Log9 is making India's first EV cells. Can it take on China?

(From left) Co-founders Pankaj Sharma, Karthik Hajela and Akshay Singhal see Log9 as a deep-tech, nanotechnology company developing cell technologies ground-up. Image: Nishant Ratnakar for Forbes India

The atmosphere was one of bonhomie at Log9 Materials’s campus in Bengaluru, one hot day in April. In fact, only the previous week, the Met department had recorded 36.5°C at the international airport in India’s tech capital, making this one of the hottest Aprils since we started keeping records.

No one seemed to mind the heat, sitting outdoors and semi-outdoors around a makeshift stage, on which Rajan Anandan, managing director at Sequoia Capital, invited an expert, Michale Liedtke, chief commercial officer at Zeta Energy Corporation, to explain the real event, which was being beamed on a large screen behind him.

That event was the rolling out of India’s first privately manufactured lithium-ion cell, happening inside, in a controlled-environment facility.
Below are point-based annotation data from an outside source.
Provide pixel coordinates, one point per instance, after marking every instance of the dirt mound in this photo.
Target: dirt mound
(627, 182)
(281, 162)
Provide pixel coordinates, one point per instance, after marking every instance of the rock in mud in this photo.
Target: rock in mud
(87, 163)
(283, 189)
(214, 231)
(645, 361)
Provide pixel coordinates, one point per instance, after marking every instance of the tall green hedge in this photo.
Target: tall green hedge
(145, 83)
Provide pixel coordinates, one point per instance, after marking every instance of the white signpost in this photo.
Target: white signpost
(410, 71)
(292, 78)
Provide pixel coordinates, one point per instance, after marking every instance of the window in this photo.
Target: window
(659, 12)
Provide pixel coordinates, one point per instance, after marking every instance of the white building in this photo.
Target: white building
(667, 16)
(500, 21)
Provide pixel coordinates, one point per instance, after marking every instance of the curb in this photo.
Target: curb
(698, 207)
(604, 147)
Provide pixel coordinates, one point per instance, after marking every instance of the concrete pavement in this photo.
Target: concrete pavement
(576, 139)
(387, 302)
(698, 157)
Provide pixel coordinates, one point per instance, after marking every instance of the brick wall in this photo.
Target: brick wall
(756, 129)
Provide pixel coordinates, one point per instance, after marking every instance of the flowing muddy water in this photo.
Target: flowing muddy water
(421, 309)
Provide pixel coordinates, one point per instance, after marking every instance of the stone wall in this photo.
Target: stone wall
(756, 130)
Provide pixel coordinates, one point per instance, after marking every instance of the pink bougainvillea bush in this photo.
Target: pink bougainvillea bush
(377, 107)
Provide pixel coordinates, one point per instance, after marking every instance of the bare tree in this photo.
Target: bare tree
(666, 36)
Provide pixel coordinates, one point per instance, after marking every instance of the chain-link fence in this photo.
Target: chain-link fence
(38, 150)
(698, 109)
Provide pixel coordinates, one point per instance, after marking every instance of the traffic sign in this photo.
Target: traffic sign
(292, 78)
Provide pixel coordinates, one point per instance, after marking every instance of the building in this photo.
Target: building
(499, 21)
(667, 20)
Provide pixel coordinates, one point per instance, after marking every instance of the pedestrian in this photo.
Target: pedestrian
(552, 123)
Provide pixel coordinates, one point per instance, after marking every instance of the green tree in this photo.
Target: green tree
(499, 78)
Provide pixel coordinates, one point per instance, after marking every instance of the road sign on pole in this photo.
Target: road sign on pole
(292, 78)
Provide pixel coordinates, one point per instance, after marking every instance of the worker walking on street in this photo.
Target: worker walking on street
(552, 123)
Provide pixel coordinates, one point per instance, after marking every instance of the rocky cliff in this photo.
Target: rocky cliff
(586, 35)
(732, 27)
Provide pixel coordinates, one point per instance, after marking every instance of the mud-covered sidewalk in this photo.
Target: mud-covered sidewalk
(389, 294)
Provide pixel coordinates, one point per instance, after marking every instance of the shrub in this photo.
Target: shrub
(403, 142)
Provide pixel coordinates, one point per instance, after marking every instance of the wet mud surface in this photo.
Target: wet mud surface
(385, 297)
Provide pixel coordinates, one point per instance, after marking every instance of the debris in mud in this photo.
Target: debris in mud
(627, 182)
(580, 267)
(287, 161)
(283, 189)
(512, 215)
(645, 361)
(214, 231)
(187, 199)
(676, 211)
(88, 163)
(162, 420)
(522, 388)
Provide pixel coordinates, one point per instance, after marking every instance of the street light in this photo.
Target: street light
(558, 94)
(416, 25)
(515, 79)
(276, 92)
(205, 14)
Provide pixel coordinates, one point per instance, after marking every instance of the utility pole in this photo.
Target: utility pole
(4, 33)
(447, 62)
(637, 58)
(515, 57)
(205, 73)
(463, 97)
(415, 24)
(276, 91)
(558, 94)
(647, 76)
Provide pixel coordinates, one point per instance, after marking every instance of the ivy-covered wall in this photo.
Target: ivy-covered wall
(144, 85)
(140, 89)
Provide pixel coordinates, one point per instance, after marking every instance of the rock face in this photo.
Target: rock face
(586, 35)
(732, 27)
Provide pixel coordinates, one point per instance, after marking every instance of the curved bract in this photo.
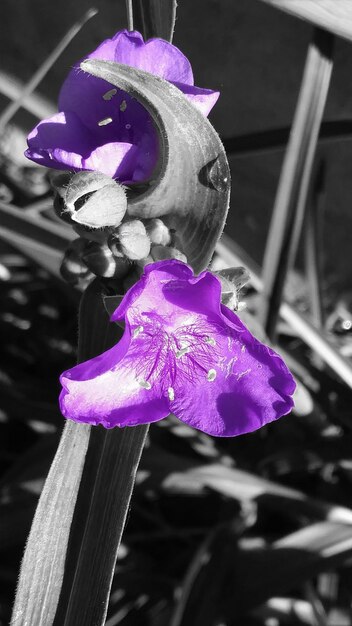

Along with the founders of Log9, two stalwarts of India’s tech leadership, K VijayRaghavan, former principal scientific advisor to the Government of India, and K Sivan, former chairman of Isro, were gathered around a machine that completed the final steps to roll out India’s first privately made commercial lithium-ion cell.

Outside, on the tables for the journalists and guests, alongside bottled water, there were mockups of the cells. They showed that Log9 was making two versions of the cells.

Currently, EV cells are all imported and go into making the batteries for India’s growing number of electric scooters, cars, buses and commercial transport vehicles.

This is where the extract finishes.